Медведь покачнулся, будто его толкнули в грудь, замотал головой, как бы осуждая пас, и, обхватав себя лапами, охнув, сел на снег.
Серега бросился к убитому зверю. За ним не спеша зашагал Трифон, побежали ребята...
- Вот это удар! - крикнул Илья Дурасов.- Одним выстрелом - наповал! Прямо в сердце. Молодец, Сергей!
Убитого зверя протащили по снегу к машине и подняли в кузов, положили поверх брезента, и колонна двинулась дальше.
К вечеру сильно потеплело, и ночью повалил снег. Я проснулся оттого, что мне стало тяжело дышать, будто кто-то придавливал сверху все тяжелей и тяжелей. Я чуть приподнял с лица одеяло и взглянул вверх. И сейчас же глаза мне залепило холодными снежными хлопьями. В лесном безветрии снег ложился прямо, обильный, тихо шелестевший в ветвях, шипел, попадая на огонь костров, и костры окутывались банным паром. Приподнявшись, я огляделся вокруг. Все лежавшие у костров люди были покрыты толстым слоем снега - белые недвижные бугорки, как медведи в берлогах. И палатки покрылись белым.
- Не спишь, Алеша? - Петр Гордиенко осторожно, чтобы не разбудить Елену, повернулся ко мне лицом.- Вот это снег, я сроду такого не видывал. Насыпает сразу вороха... Мы правильно сделали, что пошли всей колонной, а то после такого снегопада опять пришлось бы пускать бульдозеры.
- Конечно, правильно,- сказал я шепотом.- Мы все вместе, все в одинаковых условиях. Это очень важно.
- Как настроение у ребят?
- Нам не привыкать. Кроме того, новизна, новые люди, знакомства, дружба завязывается...
- А как ведут себя "интеллигенты"? - В вопросе Петра звучала веселая ирония.
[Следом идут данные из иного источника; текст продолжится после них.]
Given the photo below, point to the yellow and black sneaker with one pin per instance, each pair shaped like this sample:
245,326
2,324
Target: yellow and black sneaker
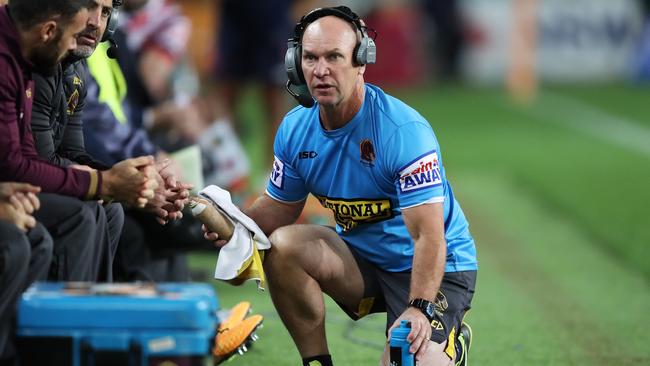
238,313
464,343
236,339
- "Интеллигенты" покрепче Сереги Климова оказались. Молодцы ребята. Без юмора ничего не делают. Посмеиваются надо всем, а больше над собой, как будто для них нет ничего святого. Леня Аксенов, например. Слова путем не скажет, все с вывертом: "сэр", "господа". А Катя Проталина - просто прелесть, как сказала бы Женя... Но устали, Петр. Все мы устали. Физически устали. И озябли. Я бы сказал даже, душой озябли. Заросли щетиной - ни побриться, ни помыться... Сколько нам еще идти?